Perhaps your spouse has a job that requires a great deal of traveling to and from Utah. If he or she has accumulated an extensive number of air miles, you may be able to claim them as marital property, according to Forbes. If you and your soon to be ex-spouse have worked hard to rack up airline miles or other rewards, you might face a battle in court over who gets them, since it can be tricky to divide them.
One possibility for easily dividing them is to assign a cash value to the points and come up with an agreement where one spouse buys out the points from the other. You might have to do some estimation and math to determine a realistic monetary value for the points. For some reward point programs, it is easy to assign monetary value because the company has done it for you. Once you place a monetary value on the points, you can always use this to negotiate for something of equal value, such as artwork or an antique.
You might be able to find other way to fairly divide the miles. Although you might think this is the easiest solution, it does often come with a price. Many companies might change some of the conditions, including the expiration dates and only transfer the points for a fee.
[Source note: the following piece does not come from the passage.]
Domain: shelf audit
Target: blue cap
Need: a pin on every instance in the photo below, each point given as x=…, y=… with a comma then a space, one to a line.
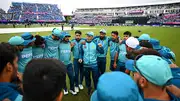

Other companies will not allow this type of transaction. If the company does allow for the division of the miles, you can set up a separate account from your spouse’s where your miles can be deposited.
In some cases, the answer to this property division problem might be straightforward. Some credit card companies have already prepared for this and included the information in the terms and agreements. For example, it might state that the rewards are non-transferable, even in a divorce, so they will stay with whichever spouse's name is on the account. In this case, it might be best to negotiate an offer based on the cash value.
Although air miles or other reward points might seem trivial, at the end of the day they are a modern type of currency. Therefore, it may be worth it to take the time to assign them a value and add them to your property division. This information is intended only to educate and should not be considered legal advice.